Мурашу житье было — еще солнышко не взыграло, ползет премудрый по ходикам, переходикам, на свет из палат мурашиных, к путику, к суземку глухмяному да темнущему. На свет выползет, тишком, молчашком в путь-дорогу. Зверье заворошилось, смотришь, у каждого свой лад, свой сказ да сгад — мурашу премудрому все вдомек, все тайности, все злобы и радования. Бает ушан другому, как ономнясь[52] от мужика сиганул, плачет лисанька — вечор лис журавил: «Не бегай, лисанька, к соседушке, береги, лисанька, домок мужний», гугай[53] загорготал про темь ночную, про юда всякие, — ползет мураш тишком, молчашком, своей премудрости радуется. Все-то проведал, прознал, на чем свет стоит, — раностайкой к дому ползет.

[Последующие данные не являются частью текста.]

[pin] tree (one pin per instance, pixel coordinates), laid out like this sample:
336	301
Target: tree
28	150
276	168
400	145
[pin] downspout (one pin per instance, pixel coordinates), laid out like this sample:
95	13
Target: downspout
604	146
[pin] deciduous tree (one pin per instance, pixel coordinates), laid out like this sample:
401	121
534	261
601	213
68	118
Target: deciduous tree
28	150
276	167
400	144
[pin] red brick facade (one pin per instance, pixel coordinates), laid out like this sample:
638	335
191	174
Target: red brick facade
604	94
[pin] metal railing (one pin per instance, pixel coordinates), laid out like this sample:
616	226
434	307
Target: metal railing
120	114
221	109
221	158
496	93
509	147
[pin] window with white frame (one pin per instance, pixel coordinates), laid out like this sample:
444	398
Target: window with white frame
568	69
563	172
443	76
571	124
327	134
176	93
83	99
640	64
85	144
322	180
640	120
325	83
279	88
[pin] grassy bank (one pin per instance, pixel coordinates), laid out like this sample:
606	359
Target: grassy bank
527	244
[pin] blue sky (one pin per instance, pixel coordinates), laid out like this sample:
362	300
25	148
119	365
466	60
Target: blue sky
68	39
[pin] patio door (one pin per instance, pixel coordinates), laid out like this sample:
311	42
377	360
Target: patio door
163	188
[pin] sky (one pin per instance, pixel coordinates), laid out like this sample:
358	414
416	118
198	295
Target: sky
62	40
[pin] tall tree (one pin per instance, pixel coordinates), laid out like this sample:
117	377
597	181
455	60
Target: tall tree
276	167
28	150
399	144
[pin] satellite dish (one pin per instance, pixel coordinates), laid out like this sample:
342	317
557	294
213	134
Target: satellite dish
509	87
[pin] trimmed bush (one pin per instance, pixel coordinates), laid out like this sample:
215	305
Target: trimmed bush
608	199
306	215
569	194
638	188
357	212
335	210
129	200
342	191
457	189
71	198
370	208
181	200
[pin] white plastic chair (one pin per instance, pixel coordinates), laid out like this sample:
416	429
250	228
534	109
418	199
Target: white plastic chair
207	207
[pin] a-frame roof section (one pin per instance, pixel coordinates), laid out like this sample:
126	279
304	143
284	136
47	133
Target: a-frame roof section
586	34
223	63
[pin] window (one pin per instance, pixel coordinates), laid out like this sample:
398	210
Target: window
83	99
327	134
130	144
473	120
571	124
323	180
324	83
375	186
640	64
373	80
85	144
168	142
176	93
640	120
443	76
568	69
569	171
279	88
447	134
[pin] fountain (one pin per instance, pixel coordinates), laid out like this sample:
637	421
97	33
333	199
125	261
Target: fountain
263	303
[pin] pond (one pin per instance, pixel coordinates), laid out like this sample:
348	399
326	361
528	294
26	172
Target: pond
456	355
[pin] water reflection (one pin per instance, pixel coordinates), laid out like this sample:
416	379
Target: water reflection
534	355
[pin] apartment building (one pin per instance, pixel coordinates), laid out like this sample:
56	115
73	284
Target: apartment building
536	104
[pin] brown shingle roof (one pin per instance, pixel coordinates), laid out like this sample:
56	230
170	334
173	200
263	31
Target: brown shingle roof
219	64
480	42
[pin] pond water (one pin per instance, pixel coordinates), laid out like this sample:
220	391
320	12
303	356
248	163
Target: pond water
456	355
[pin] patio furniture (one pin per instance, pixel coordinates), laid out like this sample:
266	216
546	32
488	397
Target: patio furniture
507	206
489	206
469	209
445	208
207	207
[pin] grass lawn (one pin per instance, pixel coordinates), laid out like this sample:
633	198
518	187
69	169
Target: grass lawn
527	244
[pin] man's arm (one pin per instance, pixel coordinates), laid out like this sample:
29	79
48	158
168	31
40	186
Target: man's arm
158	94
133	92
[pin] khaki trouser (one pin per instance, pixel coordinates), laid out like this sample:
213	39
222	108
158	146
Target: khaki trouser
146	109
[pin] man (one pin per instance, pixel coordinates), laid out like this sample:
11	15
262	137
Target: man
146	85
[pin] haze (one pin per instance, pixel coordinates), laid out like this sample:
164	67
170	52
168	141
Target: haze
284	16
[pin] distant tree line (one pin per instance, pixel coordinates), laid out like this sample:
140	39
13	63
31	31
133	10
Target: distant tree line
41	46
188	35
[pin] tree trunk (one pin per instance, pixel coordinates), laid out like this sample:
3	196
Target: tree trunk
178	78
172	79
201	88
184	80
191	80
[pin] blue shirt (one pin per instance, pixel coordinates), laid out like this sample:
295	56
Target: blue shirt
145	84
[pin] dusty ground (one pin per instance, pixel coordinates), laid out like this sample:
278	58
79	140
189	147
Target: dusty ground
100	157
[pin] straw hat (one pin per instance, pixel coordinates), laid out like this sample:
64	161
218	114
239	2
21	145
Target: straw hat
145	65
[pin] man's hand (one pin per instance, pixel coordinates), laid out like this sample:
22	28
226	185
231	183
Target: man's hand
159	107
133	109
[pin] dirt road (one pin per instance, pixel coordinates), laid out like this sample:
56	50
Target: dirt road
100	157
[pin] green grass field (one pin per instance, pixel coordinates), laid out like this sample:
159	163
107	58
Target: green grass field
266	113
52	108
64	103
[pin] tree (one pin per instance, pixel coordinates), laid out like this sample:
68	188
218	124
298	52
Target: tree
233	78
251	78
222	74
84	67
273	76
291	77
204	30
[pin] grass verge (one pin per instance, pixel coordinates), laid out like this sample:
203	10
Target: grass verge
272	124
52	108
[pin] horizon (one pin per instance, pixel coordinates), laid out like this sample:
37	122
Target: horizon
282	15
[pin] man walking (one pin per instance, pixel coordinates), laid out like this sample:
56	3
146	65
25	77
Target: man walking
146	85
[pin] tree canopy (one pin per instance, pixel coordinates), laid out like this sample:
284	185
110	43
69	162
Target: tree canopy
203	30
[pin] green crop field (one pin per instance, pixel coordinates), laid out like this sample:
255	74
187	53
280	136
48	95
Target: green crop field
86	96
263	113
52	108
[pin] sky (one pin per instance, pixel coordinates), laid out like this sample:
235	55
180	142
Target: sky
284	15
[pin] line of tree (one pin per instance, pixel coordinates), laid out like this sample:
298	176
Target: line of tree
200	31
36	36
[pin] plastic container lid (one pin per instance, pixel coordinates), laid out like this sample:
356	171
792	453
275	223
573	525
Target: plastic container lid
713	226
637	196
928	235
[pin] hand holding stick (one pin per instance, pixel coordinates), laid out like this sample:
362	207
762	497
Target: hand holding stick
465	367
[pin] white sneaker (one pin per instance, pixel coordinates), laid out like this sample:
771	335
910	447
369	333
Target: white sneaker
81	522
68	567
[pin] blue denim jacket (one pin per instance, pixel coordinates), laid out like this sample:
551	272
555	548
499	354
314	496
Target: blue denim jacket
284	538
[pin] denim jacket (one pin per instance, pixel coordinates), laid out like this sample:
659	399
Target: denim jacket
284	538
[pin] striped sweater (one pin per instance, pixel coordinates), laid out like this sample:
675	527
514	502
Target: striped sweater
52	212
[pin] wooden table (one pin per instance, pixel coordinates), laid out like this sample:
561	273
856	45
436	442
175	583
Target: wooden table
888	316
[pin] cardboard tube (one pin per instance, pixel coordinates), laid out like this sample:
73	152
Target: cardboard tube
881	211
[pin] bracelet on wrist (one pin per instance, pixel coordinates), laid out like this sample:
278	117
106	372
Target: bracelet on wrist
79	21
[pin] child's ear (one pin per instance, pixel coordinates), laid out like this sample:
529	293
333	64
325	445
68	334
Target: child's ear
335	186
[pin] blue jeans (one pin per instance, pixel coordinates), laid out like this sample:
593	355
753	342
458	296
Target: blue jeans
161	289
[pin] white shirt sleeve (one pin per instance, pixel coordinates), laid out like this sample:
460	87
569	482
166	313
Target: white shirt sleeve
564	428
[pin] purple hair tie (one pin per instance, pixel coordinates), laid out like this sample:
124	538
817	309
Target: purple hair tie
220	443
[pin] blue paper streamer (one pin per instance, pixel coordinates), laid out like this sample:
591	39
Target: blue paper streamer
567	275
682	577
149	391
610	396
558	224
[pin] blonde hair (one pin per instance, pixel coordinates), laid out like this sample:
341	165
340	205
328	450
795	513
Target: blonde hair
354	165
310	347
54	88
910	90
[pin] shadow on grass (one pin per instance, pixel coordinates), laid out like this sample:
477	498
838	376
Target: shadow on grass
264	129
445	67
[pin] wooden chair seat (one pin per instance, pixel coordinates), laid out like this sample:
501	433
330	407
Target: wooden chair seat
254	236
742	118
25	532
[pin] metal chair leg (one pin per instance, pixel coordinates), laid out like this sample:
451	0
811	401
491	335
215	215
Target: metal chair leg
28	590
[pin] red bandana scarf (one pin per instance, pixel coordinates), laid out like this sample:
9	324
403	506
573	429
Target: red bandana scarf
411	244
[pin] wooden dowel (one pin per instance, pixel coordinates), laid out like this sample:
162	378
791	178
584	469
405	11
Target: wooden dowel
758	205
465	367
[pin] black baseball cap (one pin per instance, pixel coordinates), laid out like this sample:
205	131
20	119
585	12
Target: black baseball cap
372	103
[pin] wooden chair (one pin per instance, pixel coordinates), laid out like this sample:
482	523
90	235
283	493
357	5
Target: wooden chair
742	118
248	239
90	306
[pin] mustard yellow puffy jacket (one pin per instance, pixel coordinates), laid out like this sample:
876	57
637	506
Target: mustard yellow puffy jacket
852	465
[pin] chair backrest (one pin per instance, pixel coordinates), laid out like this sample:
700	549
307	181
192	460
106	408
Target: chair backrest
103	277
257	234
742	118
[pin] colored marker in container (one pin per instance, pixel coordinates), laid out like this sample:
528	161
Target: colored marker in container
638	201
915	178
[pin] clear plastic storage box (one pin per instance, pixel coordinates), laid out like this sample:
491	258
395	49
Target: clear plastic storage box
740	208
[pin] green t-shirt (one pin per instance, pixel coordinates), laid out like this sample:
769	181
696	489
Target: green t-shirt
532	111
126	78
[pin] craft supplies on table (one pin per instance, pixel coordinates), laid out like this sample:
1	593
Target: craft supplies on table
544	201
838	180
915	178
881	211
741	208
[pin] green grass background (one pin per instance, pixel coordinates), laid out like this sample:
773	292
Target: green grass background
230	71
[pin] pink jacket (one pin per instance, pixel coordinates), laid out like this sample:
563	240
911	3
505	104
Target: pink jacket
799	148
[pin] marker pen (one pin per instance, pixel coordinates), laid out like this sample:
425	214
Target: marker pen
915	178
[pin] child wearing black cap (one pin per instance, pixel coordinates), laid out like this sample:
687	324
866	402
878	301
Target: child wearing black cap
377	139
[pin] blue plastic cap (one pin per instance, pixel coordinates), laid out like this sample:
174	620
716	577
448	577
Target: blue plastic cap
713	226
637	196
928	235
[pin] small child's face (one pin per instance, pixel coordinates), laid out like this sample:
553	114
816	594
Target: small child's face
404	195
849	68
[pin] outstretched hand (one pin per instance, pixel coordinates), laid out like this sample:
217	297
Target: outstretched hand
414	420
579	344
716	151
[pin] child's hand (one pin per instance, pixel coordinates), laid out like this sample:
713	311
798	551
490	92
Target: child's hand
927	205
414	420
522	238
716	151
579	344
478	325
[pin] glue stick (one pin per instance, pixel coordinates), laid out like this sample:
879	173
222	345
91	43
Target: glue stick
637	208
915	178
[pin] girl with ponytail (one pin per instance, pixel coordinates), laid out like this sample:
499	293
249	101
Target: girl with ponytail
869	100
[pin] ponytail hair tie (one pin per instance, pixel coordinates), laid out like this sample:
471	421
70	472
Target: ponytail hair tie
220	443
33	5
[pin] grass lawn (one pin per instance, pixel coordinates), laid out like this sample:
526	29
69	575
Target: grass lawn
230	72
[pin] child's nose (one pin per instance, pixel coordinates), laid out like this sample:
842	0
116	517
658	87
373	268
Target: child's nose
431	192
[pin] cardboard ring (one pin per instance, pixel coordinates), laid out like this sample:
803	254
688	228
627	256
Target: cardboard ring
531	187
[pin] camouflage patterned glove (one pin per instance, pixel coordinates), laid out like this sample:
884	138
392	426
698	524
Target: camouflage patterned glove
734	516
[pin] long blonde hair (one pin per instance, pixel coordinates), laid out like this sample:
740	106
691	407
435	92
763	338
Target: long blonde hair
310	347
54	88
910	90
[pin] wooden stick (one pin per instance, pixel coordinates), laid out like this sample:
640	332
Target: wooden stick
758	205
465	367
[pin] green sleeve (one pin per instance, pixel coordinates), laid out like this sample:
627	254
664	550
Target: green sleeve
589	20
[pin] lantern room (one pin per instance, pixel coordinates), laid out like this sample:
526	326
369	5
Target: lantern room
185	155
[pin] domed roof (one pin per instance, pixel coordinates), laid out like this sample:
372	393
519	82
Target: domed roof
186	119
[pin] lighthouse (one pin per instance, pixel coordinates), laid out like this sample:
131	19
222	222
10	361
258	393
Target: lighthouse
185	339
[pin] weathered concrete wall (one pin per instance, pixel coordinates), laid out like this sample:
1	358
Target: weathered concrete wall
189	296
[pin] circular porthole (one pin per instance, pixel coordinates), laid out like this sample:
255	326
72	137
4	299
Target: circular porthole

Сейчас все взворохнутся, мурашиные солдаты бегут, орланы на них узорные, лютуют порато — смотреть и то боязно. Велит им мураш поднести простяку[54] на радостях, пойдет премудрый к столу своему, наестся заедов диковинных, сладких жамочек, велит мурашицам песни петь, — сам лежит, полеживает, дрему приваживает, про свою премудрость думает: «Нет на свете меня, мураша, мудрее: всякую-то речь мне слышно, всякая тайность мне вдомек, выхожу я не мураш, стало-быть, а мурашище премудрущий». Возьмет мураша дрема, — вот возрос мураш с кита-рыбу, царюет по всей земле. Возбудится мураш гордена-горденой, крикнет: «Ну и мушно тут, мурашицы, покрывальце мне!» Побегут мурашицы со всех ног, притащат лист с орешенья, прикроют мураша — спит премудрый до тихого света, до вечерень спит. Жить бы мурашу, на премудрость свою радоваться, — да всякому предел положен: не век было мурашу тайности ведать, не век ему и величаться-похваляться было.
В самом суземике, за чертовым болотом, за Гришиной взлымой, за малой избушкой было озеро лесное без прозвища-имени. Правил тем озерцем дед-водяник, бородища до земи, бровищи что орешенье, глазы что у гугая, волосищи зеленущие; правил дед озерцем полтыщи годов, а може, и всю тыщу. В стыдь подо льдом сидел, в полынью гляделся, а о жаре в озерце играл, плескал да прыгал, что рыбина какая. Прошли Спасы, Рождество Богородичино минуло, ветер-ветрило по суземку бродил, песни поет — скука деду, да и только: жди Покрова, лезь под лед, сиди пеньем в тине. Тут и прибеги к деду бес семигорбяшный, голова гвоздиком, спины нет, ножки вилочкой, глазы дырочкой. «Дед, а дед! — кличет. — Скушно, поди, сидеть-то?» — «Вестимо, скушно, да не тебе меня веселить». — «А у меня, — бает бесище, — лукошко, в лукошко воды нальем, сядешь, дед, туды, духом помчим на Лача-озеро, тамотка водяник богатеющий — игранешь, дед, богатеем станешь, мне, семигорбяшному, на извоз да удаку рыбешку в кормы пожалуешь».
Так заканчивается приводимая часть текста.